The past has indeed been our present all along
La storia si ripete, o forse il passato non ci ha mai davvero lasciati.
Gaddafi in Rome sviscera – visivamente e metaforicamente – le radici storiche del Trattato di Bengasi tra Italia e Libia partendo da due incontri, fisici e ideologici.
Silvio Berlusconi e Muammar Gheddafi si stringono la mano per la prima volta nel 2009, quando il leader libico è in visita ufficiale a Roma. Sull’uniforme di quest’ultimo l’immagine di un altro incontro.

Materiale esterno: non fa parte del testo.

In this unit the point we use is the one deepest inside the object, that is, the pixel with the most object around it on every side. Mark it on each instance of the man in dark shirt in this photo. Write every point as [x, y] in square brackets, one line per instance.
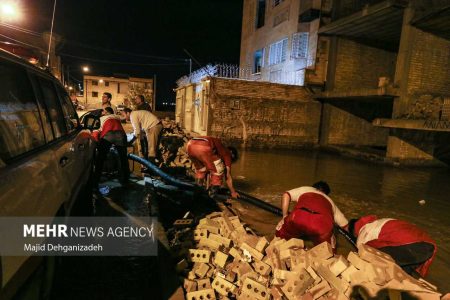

La cattura di Omar al-Mukhtar, eroe della resistenza libica contro l’occupazione italiana, giustiziato nel 1931. La questione coloniale ritorna sulle coste italiane come la sabbia trascinata dalla marea.
Ferrani si focalizza su un’iconografia della ripetizione, un eterno ritorno di un passato violento che si ricopre di nuove vesti. L’immagine si moltiplica, si reinserisce nel discorso – e con essa ritorna anche la domanda su quanto realmente l’Italia abbia fatto i conti con il proprio ruolo coloniale.
L’accordo di cooperazione tra i due paesi lascia un sentimento di inquietudine mentre esploriamo attraverso le assonanze e le menzogne di due leader manieristici che hanno delineato l’idea di culto della persona nel panorama politico contemporaneo.
Il trattato del 2008 non è solo un documento diplomatico: è un atto simbolico, una strategia geopolitica, un nodo irrisolto che ancora oggi definisce le politiche italiane sull’immigrazione. Non si può voltare pagina se la pagina non è mai stata letta.